Standards

This little piece of trivia is something I read many years ago.  I copied it at the time, but I failed to note the original source.  Appropriately, the subtitle was “Really Being in a Rut.”

The U.S. standard railroad gauge (the distance between the rails) is 4 feet 8.5 inches.  That’s an exceedingly odd number.  Why was that gauge used?  Because that was the way they built them in England.  The first U.S. railroads were built by English expatriates.

Why did English expatriates build them like that?  Because the rail lines were built by the same people who built the pre-railroad tramways, and that’s the gauge they used.

Why did they use that gauge then?  Because the people who built the tramways used the same jigs and tools that they used for building wagons, which used that wheel spacing.

Okay!  Why did the wagons use that odd wheel spacing?  Well, if they tried to use any other spacing the wagons would break on some of the old, long-distance roads, because that’s the spacing of the old wheel ruts.

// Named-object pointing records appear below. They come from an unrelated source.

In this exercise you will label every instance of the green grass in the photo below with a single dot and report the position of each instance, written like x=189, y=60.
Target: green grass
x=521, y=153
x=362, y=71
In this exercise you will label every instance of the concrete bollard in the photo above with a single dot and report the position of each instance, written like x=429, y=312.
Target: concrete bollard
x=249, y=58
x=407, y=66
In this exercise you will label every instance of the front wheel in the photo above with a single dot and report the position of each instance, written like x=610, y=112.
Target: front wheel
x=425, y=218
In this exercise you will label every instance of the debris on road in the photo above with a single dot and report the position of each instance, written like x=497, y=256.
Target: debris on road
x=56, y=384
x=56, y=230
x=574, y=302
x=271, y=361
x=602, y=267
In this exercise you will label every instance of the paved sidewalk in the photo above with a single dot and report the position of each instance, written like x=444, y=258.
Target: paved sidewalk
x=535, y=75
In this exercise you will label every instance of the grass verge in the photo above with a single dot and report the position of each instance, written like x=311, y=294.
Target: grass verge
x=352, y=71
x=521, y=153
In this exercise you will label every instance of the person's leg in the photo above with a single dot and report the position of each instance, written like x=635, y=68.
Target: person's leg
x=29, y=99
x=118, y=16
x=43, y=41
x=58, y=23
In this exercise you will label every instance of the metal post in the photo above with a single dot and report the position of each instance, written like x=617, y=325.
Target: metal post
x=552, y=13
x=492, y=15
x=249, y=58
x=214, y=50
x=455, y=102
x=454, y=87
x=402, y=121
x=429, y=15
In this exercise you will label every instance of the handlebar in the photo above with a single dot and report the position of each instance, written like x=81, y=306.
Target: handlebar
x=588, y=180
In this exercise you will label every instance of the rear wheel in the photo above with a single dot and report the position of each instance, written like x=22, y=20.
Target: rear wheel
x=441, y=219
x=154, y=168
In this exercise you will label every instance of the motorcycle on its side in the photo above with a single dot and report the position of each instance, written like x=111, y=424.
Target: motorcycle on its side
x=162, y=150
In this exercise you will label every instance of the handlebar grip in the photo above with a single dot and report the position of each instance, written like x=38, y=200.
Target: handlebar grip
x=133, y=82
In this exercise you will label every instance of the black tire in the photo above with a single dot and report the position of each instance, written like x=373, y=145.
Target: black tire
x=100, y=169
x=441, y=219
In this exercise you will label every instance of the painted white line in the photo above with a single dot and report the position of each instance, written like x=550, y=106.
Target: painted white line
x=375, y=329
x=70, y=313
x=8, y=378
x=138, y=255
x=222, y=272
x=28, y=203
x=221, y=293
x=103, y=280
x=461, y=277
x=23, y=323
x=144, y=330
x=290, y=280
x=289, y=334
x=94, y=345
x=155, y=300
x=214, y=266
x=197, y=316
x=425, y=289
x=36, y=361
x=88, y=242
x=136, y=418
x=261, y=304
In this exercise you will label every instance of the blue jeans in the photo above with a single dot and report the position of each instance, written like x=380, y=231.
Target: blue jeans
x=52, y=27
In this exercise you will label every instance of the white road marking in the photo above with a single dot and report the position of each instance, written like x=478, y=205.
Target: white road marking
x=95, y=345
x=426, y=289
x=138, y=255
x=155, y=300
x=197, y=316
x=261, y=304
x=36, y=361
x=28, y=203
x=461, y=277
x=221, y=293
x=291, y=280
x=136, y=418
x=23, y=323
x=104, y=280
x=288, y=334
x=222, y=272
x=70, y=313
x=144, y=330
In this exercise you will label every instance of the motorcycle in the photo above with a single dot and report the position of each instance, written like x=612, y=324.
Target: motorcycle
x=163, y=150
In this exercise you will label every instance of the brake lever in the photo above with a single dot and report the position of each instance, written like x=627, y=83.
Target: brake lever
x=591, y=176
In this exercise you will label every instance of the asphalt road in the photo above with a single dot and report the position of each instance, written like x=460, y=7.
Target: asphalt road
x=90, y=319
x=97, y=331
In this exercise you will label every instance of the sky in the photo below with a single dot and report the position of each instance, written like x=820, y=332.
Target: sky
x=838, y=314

So who built these old rutted roads?  The first long distance roads in Europe were built by Imperial Rome for the benefit of their legions.  The roads have been used ever since.   And the ruts?  The initial ruts, which everyone else also had to match for fear of destroying their wagons, were first made by Roman war chariots.  Since the chariots were made for or by Imperial Rome they were all alike in the matter of wheel spacing.

Thus we have the answer to the original question.  The United States standard railroad gauge of 4 feet 8.5 inches is derived from the original specifications for an Imperial Roman army war chariot.  Military specifications and bureaucracies live forever!

So, the next time you are handed a specification and wonder what horse’s ass came up with it, you may be exactly right.  The Imperial Roman war chariots were made to be just wide enough to accommodate the backends of two war horses.